According to the classifier, "curry" is the top signifier of a recipe being Indian (notice the y=1 up top?). eggs, oregano and sauce are the major signifies that it is not Indian.

eli5.show_prediction(clf, unknown.content[0], vec=vectorizer)

y=0 (probability 0.967, score -3.377) top features

Contribution?

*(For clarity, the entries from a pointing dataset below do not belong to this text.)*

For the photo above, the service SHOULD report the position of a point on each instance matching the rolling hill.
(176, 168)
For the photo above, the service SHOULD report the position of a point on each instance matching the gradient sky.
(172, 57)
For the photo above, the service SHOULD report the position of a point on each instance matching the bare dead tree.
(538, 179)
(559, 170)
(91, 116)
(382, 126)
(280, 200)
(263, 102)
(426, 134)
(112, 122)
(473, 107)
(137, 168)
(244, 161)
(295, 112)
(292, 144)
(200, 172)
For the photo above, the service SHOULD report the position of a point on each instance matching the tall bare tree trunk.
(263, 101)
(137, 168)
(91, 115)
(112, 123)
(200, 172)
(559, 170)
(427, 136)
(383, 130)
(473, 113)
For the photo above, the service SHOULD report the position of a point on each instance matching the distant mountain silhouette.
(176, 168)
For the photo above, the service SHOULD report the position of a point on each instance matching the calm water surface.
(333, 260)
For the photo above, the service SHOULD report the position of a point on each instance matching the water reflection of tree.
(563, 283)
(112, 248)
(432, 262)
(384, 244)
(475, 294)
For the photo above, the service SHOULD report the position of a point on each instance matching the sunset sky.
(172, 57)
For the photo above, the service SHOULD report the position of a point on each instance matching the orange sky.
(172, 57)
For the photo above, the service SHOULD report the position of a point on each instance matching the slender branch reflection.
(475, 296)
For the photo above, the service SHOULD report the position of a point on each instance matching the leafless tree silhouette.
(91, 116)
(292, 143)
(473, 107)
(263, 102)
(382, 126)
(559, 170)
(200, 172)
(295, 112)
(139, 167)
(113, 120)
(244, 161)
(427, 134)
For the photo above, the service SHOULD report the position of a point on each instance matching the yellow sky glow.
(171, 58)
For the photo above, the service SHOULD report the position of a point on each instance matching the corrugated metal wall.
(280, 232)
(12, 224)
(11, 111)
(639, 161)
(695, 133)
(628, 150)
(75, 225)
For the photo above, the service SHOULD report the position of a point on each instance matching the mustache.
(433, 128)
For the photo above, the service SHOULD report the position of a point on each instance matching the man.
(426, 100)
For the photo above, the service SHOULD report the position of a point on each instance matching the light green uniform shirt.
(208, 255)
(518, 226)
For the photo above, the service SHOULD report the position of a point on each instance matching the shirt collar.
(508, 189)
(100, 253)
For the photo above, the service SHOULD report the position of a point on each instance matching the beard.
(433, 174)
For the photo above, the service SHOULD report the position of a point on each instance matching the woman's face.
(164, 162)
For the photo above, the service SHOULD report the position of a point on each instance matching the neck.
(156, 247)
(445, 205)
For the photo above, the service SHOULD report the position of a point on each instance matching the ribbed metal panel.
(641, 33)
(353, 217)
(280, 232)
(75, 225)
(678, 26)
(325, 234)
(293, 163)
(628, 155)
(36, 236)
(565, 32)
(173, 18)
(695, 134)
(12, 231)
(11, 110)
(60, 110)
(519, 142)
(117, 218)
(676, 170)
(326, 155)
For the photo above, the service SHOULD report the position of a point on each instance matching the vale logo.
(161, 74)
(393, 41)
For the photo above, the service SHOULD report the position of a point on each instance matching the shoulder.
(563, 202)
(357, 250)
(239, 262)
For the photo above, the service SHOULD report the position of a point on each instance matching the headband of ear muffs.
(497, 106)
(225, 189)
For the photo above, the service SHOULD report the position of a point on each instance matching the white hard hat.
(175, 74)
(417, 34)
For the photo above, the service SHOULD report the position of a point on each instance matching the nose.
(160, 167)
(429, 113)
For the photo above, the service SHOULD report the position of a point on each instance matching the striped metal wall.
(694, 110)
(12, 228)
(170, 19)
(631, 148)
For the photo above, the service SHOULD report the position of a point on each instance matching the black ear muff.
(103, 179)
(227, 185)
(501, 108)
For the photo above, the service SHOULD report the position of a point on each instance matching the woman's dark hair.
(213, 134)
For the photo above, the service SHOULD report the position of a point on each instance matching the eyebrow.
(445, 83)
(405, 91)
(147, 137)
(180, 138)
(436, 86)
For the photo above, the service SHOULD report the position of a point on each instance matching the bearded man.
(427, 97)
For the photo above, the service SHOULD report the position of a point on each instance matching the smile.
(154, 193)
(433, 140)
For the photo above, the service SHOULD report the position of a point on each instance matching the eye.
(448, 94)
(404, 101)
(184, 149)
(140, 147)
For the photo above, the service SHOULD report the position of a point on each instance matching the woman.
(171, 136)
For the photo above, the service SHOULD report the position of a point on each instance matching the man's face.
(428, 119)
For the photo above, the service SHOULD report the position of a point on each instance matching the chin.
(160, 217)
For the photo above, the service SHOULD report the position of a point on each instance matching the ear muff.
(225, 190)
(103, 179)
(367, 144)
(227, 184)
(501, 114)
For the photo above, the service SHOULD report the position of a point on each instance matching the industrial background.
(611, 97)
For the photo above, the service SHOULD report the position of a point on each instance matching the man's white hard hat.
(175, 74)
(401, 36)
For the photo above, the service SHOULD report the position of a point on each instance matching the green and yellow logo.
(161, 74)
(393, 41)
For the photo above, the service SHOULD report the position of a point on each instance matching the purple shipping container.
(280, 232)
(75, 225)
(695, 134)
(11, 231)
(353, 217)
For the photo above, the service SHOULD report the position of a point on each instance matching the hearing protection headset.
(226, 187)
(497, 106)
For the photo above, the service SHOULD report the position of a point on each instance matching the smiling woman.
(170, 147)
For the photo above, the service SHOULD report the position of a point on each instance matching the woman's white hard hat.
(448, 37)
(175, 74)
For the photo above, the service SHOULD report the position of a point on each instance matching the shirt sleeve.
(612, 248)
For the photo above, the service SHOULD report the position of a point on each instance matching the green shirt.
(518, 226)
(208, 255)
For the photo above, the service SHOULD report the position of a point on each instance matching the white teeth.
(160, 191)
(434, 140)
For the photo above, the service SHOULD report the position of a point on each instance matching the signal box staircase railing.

Feature
+1.594 <BIAS>
+0.482 salsa
+0.417 lettuce
+0.407 seasoning
+0.197 tortilla
+0.177 taco
+0.174 chips
+0.011 chicken
-0.082 breast

Explaining individual predictions#

We can also explain individual predictions!

# Explain the first one
eli5.show_prediction(clf, unknown.content[0], vec=vectorizer)

y=0 (probability 0.967, score -3.377) top features

Contribution? Feature
+1.594 <BIAS>
+0.482 salsa
+0.417 lettuce
+0.407 seasoning
+0.197 tortilla
+0.177 taco
+0.174 chips
+0.011 chicken
-0.082 breast

Be sure to read up top and notice it's predicting y=0. That's why salsa is +1.594 - it's a strong pressure that this is not Indian food. Compare that with the second predictions:

# Second one
eli5.show_prediction(clf, unknown.content[1], vec=vectorizer)

y=1 (probability 0.893, score 2.119) top features

Contribution? Feature
+0.710 seeds
+0.633 turmeric
+0.526 cumin
+0.448 coriander
+0.413 powder
+0.302 chilies
+0.217 salt
+0.198 oil
+0.166 onions
+0.077 frying
+0.052 for
+0.017 besan
-0.044 green
-1.594 <BIAS>

It's talking about y=1 up top, so seeds and turmeric are both pushing strongly for it being Indian food. For the third one, we're back at y=0, so they're telling you it is not Indian.

# Third one
eli5.show_prediction(clf, unknown.content[2], vec=vectorizer)

y=0 (probability 0.671, score -0.712) top features

Contribution? Feature
+1.594 <BIAS>
+0.362 olive
+0.159 vinegar
+0.007 cucumbers
-0.064 carrots
-0.284 oil
-0.521 cilantro
-0.540 spinach

Review#

In this section we learned how to combine word counts with

Discussion topics#

In this situation we used a TfidfVectorizer to vectorize our text. They're great at stressing less-often-used words. What if we were trying to determine whether a recipe was vegetarian or not? What argument could be made that instead o TF-IDF, we should just use a 0/1 as to whether each ingredient was included?

Your vectorizer can filter out words that occur a certain amount. For example, "only things that show up in less than 25% of recipes" or "must show up at least 5 recipes." What could be the benefits to doing this?